Negative views.

Un1111

Active Member
I thought I would make a quick post on a subject that is on my mind. I am 24 years old and still a virgin, I am not proud of it but due to my life style I had bad social problems. I view women negatively and I seem to hate them, due to my own insecurities I see them as cheaters, selfish and shallow. the women I have seen with my brothers and what I have viewed and seen through out the internet. Do not get me wrong I'm aware that it not the case or I like the think it is not. I am scared to be honest, mainly because I wouldn't know how to approach a relationship at this stage, a lot of thoughts go through my head, like how will I perform, will she accept me, what do I tell her about my past problems. I'm not sure about you guys but being 24 virgin at this age with porn addiction is really frustrating and honestly bothered me for a long time. This took a lot of courage to write so I would appreciate no negative feed back if you would share your thoughts I would really be happy. 
 

Viper

Well-Known Member
Welcome-
First of all, there is rarely, if not no negative feedback on this forum.
You may get some tough love but nothing disparaging.


Secondly, it's totally normal to feel anxiety and insecurity while
having initial encounter with a potential lover. Especially if it's your first time.
The confidence comes with experience.

Thirdly, I would probably address the porn addiction before the dating/relationship
issue. Because if you've read any journals, you'll see that porn addiction
is affecting many relationships on here.
 
M

Mart71

Guest
Hi,
we all have our insecuritities when it comes to relationships. I got my first real gf in my 20s as well. The opportunity came up and I just grasped it. It wasn't perfect, I even had some P.I.ED (it was the 90s and some of the porn was still "off-line", but still there were issues related to porn).

The thing is, you need to give a potential partner a chance to prove herself to you and you need to allow yourself to trust her - even though she will have flaws and it won't be perfect.

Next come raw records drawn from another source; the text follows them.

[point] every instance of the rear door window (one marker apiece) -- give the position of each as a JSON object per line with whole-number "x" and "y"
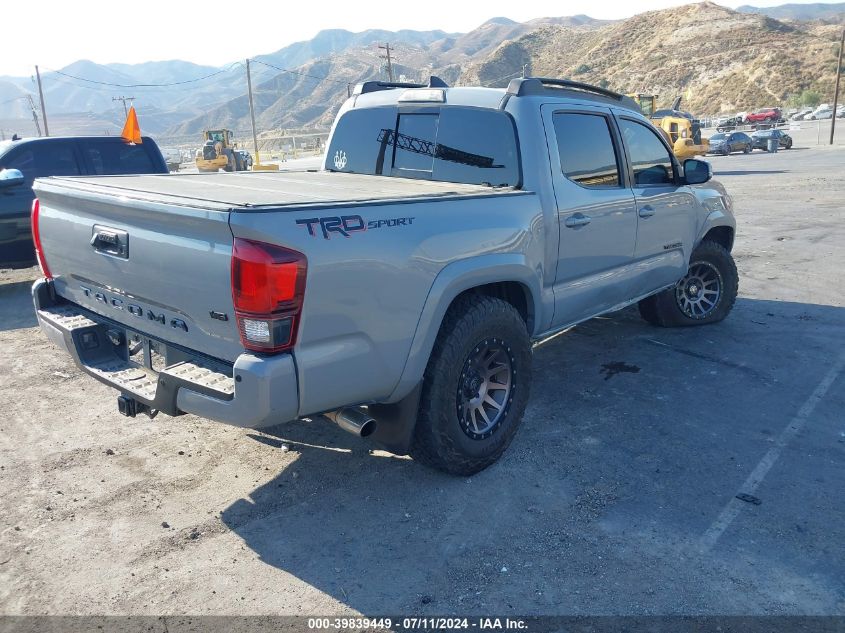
{"x": 587, "y": 154}
{"x": 650, "y": 160}
{"x": 115, "y": 158}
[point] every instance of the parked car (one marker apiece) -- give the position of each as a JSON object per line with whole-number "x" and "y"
{"x": 413, "y": 285}
{"x": 728, "y": 123}
{"x": 824, "y": 111}
{"x": 727, "y": 143}
{"x": 803, "y": 112}
{"x": 24, "y": 160}
{"x": 764, "y": 115}
{"x": 760, "y": 139}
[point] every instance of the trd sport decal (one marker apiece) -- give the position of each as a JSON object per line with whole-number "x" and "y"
{"x": 346, "y": 225}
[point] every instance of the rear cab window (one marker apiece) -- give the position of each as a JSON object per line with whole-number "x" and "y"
{"x": 42, "y": 159}
{"x": 446, "y": 143}
{"x": 116, "y": 158}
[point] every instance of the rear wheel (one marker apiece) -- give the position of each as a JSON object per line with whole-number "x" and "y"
{"x": 706, "y": 294}
{"x": 475, "y": 387}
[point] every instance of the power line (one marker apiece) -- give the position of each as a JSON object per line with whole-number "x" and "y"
{"x": 296, "y": 72}
{"x": 162, "y": 85}
{"x": 386, "y": 48}
{"x": 513, "y": 74}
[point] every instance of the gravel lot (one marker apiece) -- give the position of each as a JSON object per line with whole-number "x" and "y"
{"x": 617, "y": 497}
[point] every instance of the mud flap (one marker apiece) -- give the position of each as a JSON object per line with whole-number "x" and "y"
{"x": 396, "y": 422}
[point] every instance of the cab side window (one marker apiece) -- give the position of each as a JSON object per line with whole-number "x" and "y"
{"x": 45, "y": 159}
{"x": 23, "y": 160}
{"x": 587, "y": 153}
{"x": 650, "y": 160}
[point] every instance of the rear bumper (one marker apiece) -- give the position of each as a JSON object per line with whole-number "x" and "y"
{"x": 255, "y": 391}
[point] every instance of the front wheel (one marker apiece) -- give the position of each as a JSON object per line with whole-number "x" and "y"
{"x": 475, "y": 387}
{"x": 706, "y": 294}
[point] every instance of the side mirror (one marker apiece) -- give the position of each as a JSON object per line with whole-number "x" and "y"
{"x": 11, "y": 178}
{"x": 696, "y": 171}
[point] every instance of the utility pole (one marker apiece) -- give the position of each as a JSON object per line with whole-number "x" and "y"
{"x": 252, "y": 113}
{"x": 34, "y": 114}
{"x": 386, "y": 48}
{"x": 44, "y": 111}
{"x": 836, "y": 90}
{"x": 124, "y": 100}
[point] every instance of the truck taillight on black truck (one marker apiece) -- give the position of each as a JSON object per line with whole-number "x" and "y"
{"x": 268, "y": 286}
{"x": 36, "y": 238}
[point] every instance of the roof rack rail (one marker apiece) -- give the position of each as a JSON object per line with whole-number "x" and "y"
{"x": 375, "y": 86}
{"x": 538, "y": 85}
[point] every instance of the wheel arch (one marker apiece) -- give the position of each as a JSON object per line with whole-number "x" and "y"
{"x": 505, "y": 276}
{"x": 722, "y": 234}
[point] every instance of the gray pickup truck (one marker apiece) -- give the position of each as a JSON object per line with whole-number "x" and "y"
{"x": 399, "y": 289}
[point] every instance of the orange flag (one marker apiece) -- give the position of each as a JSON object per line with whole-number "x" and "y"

Also you can be sure that she will feel that some parts of you will be the "male stereotype" - just as much as she will have traits of how you expect a woman to be. But usually once you fall for someone, the positives by far outweigh the negatives - and you will learn to live with the negatives as well, since they are a part of your partner and you have to accept them as they are, just as they have to accept you. Doesn't prevent anyone from trying to work on that, but starting to accept that people aren't perfect is a good start.

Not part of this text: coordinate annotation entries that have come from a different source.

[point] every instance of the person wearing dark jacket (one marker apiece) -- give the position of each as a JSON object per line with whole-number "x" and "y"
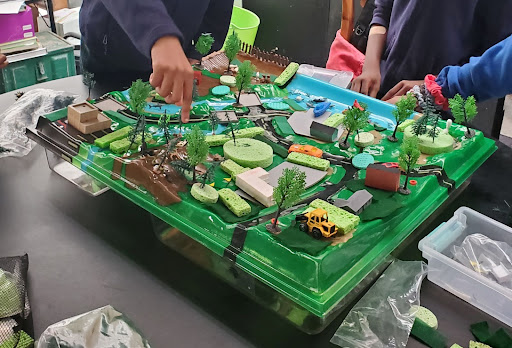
{"x": 150, "y": 39}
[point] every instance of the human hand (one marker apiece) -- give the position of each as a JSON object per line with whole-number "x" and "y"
{"x": 401, "y": 88}
{"x": 3, "y": 61}
{"x": 172, "y": 75}
{"x": 368, "y": 82}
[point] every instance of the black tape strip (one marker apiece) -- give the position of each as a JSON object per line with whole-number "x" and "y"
{"x": 237, "y": 243}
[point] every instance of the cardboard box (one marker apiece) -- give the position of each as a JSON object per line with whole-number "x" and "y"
{"x": 16, "y": 26}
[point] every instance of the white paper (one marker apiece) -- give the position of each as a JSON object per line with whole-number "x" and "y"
{"x": 12, "y": 6}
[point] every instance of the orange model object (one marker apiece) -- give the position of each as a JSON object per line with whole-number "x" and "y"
{"x": 306, "y": 149}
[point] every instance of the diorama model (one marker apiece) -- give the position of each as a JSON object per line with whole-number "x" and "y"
{"x": 307, "y": 202}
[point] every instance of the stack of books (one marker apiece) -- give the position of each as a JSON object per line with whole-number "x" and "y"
{"x": 22, "y": 49}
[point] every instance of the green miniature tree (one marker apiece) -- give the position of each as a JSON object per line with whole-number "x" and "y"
{"x": 197, "y": 149}
{"x": 204, "y": 45}
{"x": 404, "y": 109}
{"x": 354, "y": 120}
{"x": 89, "y": 81}
{"x": 290, "y": 186}
{"x": 464, "y": 110}
{"x": 407, "y": 158}
{"x": 243, "y": 78}
{"x": 213, "y": 119}
{"x": 232, "y": 47}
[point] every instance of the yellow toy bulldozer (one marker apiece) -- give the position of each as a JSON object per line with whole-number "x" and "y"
{"x": 317, "y": 224}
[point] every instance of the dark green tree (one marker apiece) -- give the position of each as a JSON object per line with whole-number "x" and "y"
{"x": 290, "y": 186}
{"x": 197, "y": 149}
{"x": 89, "y": 81}
{"x": 204, "y": 44}
{"x": 464, "y": 110}
{"x": 407, "y": 158}
{"x": 232, "y": 47}
{"x": 243, "y": 78}
{"x": 213, "y": 119}
{"x": 404, "y": 109}
{"x": 354, "y": 120}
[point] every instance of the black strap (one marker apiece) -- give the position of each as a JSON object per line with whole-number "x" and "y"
{"x": 362, "y": 26}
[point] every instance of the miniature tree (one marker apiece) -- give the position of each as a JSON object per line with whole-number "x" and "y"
{"x": 355, "y": 119}
{"x": 290, "y": 186}
{"x": 404, "y": 109}
{"x": 232, "y": 47}
{"x": 464, "y": 110}
{"x": 197, "y": 149}
{"x": 407, "y": 158}
{"x": 243, "y": 78}
{"x": 213, "y": 119}
{"x": 204, "y": 45}
{"x": 89, "y": 82}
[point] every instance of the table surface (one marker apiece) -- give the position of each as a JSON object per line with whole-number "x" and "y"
{"x": 81, "y": 259}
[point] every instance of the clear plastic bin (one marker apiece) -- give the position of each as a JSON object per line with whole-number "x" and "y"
{"x": 443, "y": 270}
{"x": 74, "y": 175}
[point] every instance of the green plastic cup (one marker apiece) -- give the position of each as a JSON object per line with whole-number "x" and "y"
{"x": 245, "y": 23}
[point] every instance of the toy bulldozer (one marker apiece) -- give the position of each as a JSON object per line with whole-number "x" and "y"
{"x": 317, "y": 224}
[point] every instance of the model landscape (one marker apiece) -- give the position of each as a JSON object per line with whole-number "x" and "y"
{"x": 317, "y": 183}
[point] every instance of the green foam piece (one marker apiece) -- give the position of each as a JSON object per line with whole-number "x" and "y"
{"x": 401, "y": 127}
{"x": 282, "y": 124}
{"x": 362, "y": 160}
{"x": 234, "y": 202}
{"x": 206, "y": 194}
{"x": 221, "y": 139}
{"x": 277, "y": 106}
{"x": 287, "y": 74}
{"x": 294, "y": 105}
{"x": 232, "y": 168}
{"x": 308, "y": 161}
{"x": 442, "y": 144}
{"x": 473, "y": 344}
{"x": 428, "y": 335}
{"x": 248, "y": 152}
{"x": 345, "y": 221}
{"x": 426, "y": 315}
{"x": 105, "y": 141}
{"x": 334, "y": 120}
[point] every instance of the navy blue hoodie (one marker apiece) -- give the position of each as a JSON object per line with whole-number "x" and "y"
{"x": 117, "y": 35}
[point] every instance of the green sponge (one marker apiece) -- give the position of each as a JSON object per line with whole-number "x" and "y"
{"x": 205, "y": 194}
{"x": 345, "y": 221}
{"x": 221, "y": 139}
{"x": 308, "y": 161}
{"x": 234, "y": 202}
{"x": 106, "y": 140}
{"x": 287, "y": 74}
{"x": 334, "y": 120}
{"x": 232, "y": 168}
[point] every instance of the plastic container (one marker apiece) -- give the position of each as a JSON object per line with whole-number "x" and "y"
{"x": 245, "y": 23}
{"x": 74, "y": 175}
{"x": 443, "y": 270}
{"x": 338, "y": 78}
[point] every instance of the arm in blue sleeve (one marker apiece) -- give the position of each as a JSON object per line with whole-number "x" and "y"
{"x": 485, "y": 77}
{"x": 382, "y": 12}
{"x": 144, "y": 21}
{"x": 216, "y": 22}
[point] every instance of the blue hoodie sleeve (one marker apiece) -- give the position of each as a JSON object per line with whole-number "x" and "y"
{"x": 382, "y": 12}
{"x": 144, "y": 21}
{"x": 485, "y": 77}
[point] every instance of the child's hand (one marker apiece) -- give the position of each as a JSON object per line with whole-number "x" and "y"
{"x": 368, "y": 82}
{"x": 3, "y": 61}
{"x": 401, "y": 88}
{"x": 172, "y": 75}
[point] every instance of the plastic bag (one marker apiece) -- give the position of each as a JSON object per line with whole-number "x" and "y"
{"x": 383, "y": 318}
{"x": 490, "y": 258}
{"x": 100, "y": 328}
{"x": 23, "y": 114}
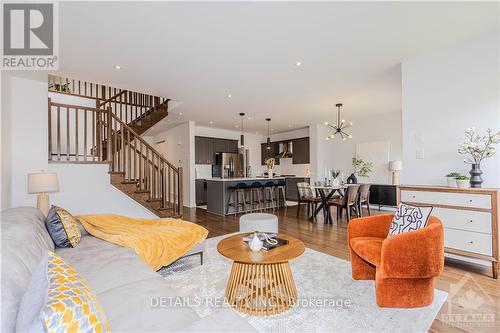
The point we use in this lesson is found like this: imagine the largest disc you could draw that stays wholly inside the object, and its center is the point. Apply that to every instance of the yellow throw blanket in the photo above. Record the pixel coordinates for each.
(159, 242)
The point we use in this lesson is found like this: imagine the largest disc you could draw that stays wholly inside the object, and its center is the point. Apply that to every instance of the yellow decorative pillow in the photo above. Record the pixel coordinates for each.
(71, 306)
(63, 227)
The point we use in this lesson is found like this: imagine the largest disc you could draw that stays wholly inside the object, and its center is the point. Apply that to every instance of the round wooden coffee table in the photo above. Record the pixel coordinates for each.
(261, 283)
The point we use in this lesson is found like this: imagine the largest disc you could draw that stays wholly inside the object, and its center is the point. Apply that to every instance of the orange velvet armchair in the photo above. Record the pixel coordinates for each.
(403, 266)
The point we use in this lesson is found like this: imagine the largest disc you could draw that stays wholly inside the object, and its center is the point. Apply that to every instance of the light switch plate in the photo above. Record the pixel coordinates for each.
(419, 137)
(420, 154)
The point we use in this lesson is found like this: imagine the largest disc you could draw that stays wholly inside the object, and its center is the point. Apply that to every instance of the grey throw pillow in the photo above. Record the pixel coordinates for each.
(409, 218)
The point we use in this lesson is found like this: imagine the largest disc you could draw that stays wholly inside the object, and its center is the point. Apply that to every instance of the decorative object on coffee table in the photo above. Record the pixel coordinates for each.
(260, 283)
(478, 148)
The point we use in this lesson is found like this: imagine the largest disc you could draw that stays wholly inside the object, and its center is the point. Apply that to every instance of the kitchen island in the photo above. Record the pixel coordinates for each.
(218, 191)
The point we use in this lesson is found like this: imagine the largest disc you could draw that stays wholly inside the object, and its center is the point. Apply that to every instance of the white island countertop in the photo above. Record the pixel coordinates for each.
(246, 179)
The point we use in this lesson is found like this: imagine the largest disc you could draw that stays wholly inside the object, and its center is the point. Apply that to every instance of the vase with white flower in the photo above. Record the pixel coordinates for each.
(270, 166)
(335, 177)
(477, 148)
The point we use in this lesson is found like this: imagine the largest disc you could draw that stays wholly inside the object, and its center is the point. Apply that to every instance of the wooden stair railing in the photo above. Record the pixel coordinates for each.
(89, 135)
(142, 165)
(131, 107)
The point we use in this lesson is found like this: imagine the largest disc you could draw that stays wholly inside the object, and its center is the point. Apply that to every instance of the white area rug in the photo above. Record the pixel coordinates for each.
(319, 277)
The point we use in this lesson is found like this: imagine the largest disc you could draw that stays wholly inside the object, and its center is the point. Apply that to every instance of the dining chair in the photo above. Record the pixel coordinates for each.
(305, 195)
(348, 202)
(364, 198)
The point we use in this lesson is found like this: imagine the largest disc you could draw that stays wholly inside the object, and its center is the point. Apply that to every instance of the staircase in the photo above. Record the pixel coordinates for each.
(111, 133)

"I am scared to be honest, mainly because I wouldn't know how to approach a relationship at this stage"

Slowly. ; )

You will most likely need rewiring as well for your reboot. So when you start dating, you just take it slow and go with the flow. Btw some girls are super happy that they can be the one you give your virginity to. Since she will be your first and you will always have a special place in your heart for her. So you can even use this as an asset. As your relationship progresses, you can "confess" you are a virgin and you want to take it slow, because you don't want to give it to just anyone. This will allow you to spend weeks or even months without sexual pressure, since you decide when you want to go for sex, when you are ready. A worthy woman should understand this, maybe even appreciate it. The rest will come naturally.
 

dc6

Member
It sounds like you are many steps ahead of where you should be starting. Being concerned about how she will react to you sharing something like your addiction or your previous problems is like skipping A, B, and C and going directly to D.

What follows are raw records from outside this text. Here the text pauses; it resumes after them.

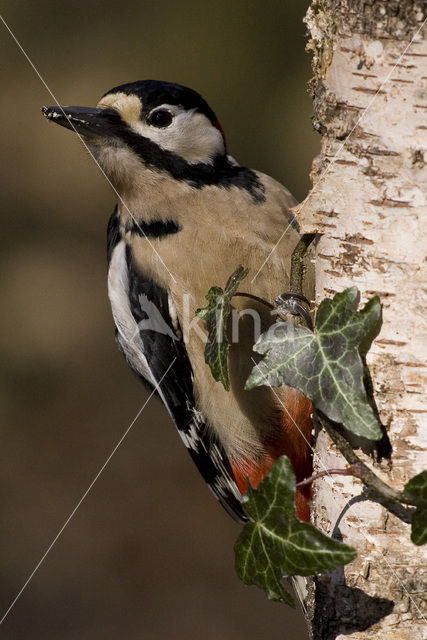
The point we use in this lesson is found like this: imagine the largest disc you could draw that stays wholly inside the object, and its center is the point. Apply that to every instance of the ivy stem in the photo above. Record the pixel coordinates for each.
(253, 297)
(297, 261)
(358, 468)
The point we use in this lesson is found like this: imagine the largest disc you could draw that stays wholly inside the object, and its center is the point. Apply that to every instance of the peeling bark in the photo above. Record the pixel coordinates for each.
(368, 200)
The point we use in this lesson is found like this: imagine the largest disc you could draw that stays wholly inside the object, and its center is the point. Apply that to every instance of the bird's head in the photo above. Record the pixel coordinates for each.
(159, 126)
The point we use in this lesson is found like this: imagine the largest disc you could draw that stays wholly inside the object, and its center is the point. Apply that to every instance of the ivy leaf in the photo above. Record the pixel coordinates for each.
(277, 544)
(216, 316)
(416, 489)
(325, 365)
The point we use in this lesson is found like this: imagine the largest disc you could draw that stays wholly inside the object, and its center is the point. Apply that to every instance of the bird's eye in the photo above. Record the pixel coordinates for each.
(160, 118)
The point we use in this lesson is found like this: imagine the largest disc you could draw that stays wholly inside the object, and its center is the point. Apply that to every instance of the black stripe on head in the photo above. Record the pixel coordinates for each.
(153, 93)
(155, 229)
(220, 172)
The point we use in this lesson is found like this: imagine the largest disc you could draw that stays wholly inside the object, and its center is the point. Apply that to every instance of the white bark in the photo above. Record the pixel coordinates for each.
(369, 201)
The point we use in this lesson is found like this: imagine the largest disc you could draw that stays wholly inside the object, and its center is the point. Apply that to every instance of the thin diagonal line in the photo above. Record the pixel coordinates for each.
(58, 535)
(341, 147)
(30, 62)
(362, 524)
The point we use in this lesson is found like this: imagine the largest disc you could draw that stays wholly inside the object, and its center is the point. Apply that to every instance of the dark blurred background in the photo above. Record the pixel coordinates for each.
(149, 554)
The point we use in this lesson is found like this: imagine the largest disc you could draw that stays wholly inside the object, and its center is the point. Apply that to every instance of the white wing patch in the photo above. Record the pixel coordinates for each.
(127, 327)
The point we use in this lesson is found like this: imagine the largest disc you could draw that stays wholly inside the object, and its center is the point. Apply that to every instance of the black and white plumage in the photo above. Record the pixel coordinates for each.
(187, 215)
(158, 355)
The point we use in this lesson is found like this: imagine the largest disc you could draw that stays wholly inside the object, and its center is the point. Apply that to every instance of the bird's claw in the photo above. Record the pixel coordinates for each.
(290, 302)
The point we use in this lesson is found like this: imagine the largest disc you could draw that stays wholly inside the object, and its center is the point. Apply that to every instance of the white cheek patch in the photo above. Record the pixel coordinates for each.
(191, 135)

Start off at A. By that, I mean start off with just talking to a girl in whom you are interested. Or even talk to a girl in whom you have no interest. Just experience talking to them, relating, etc. Get to change your impression and you'll start to feel more comfortable around them.

Once you find a girl with whom you want to keep talking, and interacting, then nature will take it's course and you will be a ball of nervous energy as you decide to go up to her and ask her out. But even that point does not create a relationship. Not even if she agrees to go out with you. You could go out with her and come away from it not wanting to see her again. It is easy for a pretty girl to look pretty and gain our interest. Sometimes, however, the layers of the onion are peeled back while dating and you discover that you really have no interest in her beyond being pretty.

The point I'm trying to make is that there are a number of steps to be taken before you are actually in a relationship. And there is no reason to concern yourself with how something is going to affect your relationship until there is a relationship to be affected. She has no business knowing something this personal about you until she has earned your trust and affection, and you are sure that you want her to be part of your life.

You can do this. Just kinda turn your brain off and do it.
 
Hey there Un1111.
You have come to a good place. Indeed it did take a lot of strength on your part to give up your thoughts and worries here, but everybody here relates to each other's problems and the only response you'll get here is compassion, good listeners and advice from people who are trying to learn from you as much as you are hoping for help from them.
So, how are you making out? Are your thoughts coming together? The realization that something is wrong and wanting to set about fixing it is the biggest step you could ever make!!
Let us know how you are doing and keep talking. That is key to getting your life headed where you want it to go.